On Mon, 19 Apr 2010 14:48:20 -0800, John R. Carroll wrote:

Trading derivatives on an open exchange would cause the market to
work appropriately.
You'd be able to see the Goldman divisions operating in real time.
Investors aren't stupid, they just can't see in the dark.
Transparency is the key. The CFMA of 2000 turned out the lights.

Agreed, even with transparency it may be hard to compete with them.
Do you know that major stock exchanges sell co-location space in
their computer enters, which gives big players who can afford it a,
say, 1ms latency to the transaction stream instead of 1 s that
everybody else sees? Remember the Russian guy who was arrested for
stealing computer code from Goldman Sachs

http://www.wired.com/threatlevel/2009/07/aleynikov/

He was doing this kind of thing. No wonder GS went ballistic, and
FBI obliged.

Warren Buffet has $63 Billion of CDO's.

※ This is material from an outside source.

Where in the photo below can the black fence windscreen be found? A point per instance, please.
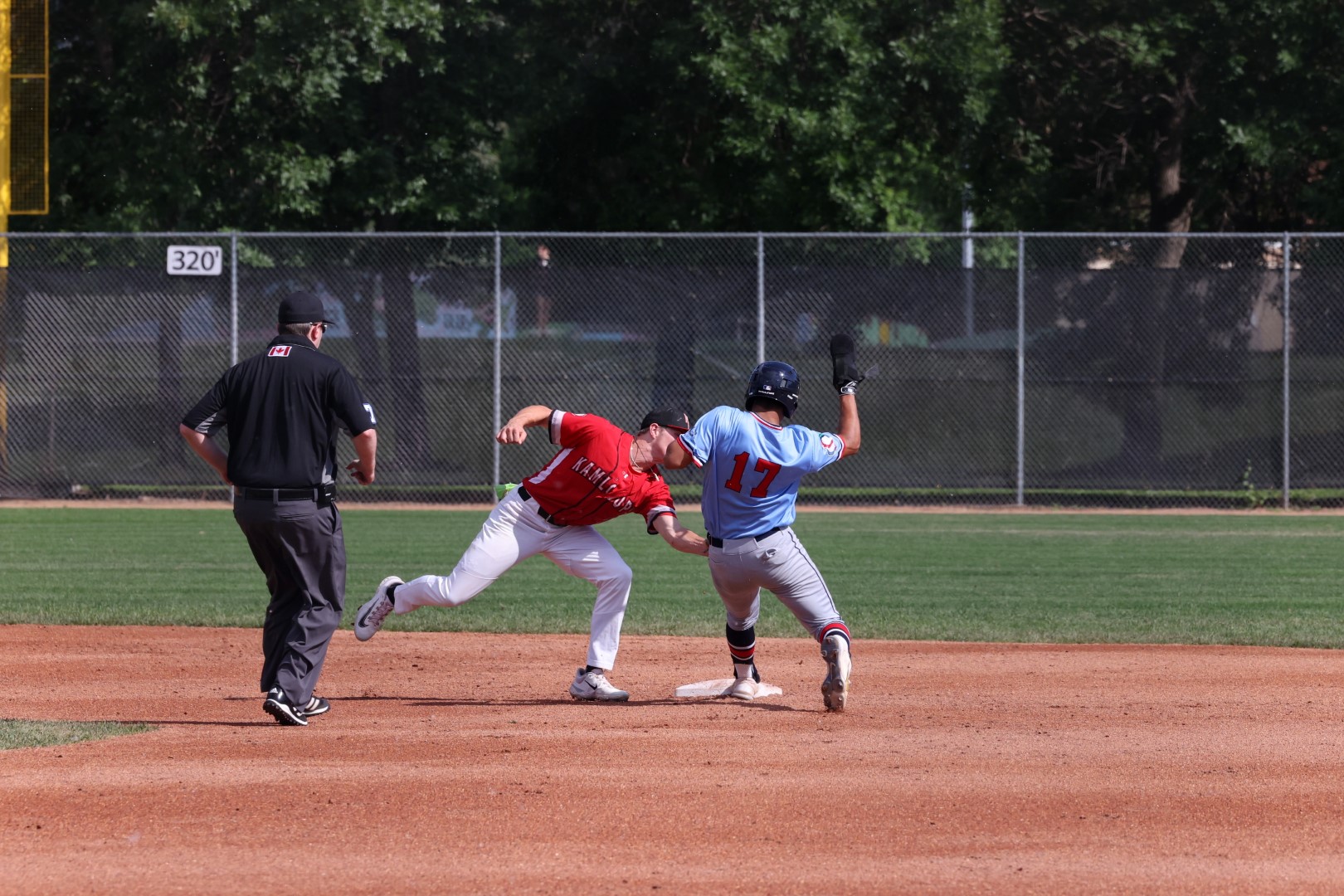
(1001, 368)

He is asking for the
existing contracts to still be traded off exchange. Well we are for
the law, just exempt us. Nice.


What Buffet is asking is that the rules not be changed retroactively,
on existing contracts. In other words, he is asking Congress not to
make ex post facto laws. If Congress refuses, there will be a
Supreme Court case asking that the constitutional prohibition against
ex post facto laws be enforced.


There won't be a court challenge.
There is no reason Congress can't now impose exchange trading conditions and
if Buffet is concerned, he can dump his position before the law takes
effect. " ex post facto" would only come into play if there was a
requirement now to disclose prior trading activity to the public beyond what
had been required. From what I've seen and read, there is no such condition
in the works and even the old law had settlement and disclosure deadlines
which were just ignored because the requirement was unenforceable. CFMA 2000
specifically prohibited requests for info and if you are denied knoweledge
of specific trades, you can't really claim a failure to disclose because
you'd be claiming a failure to disclose something that was specifically
beyond your ability to know about or inquire after.


Ex post facto (in other words) was one of Buffet's arguments. We shall see.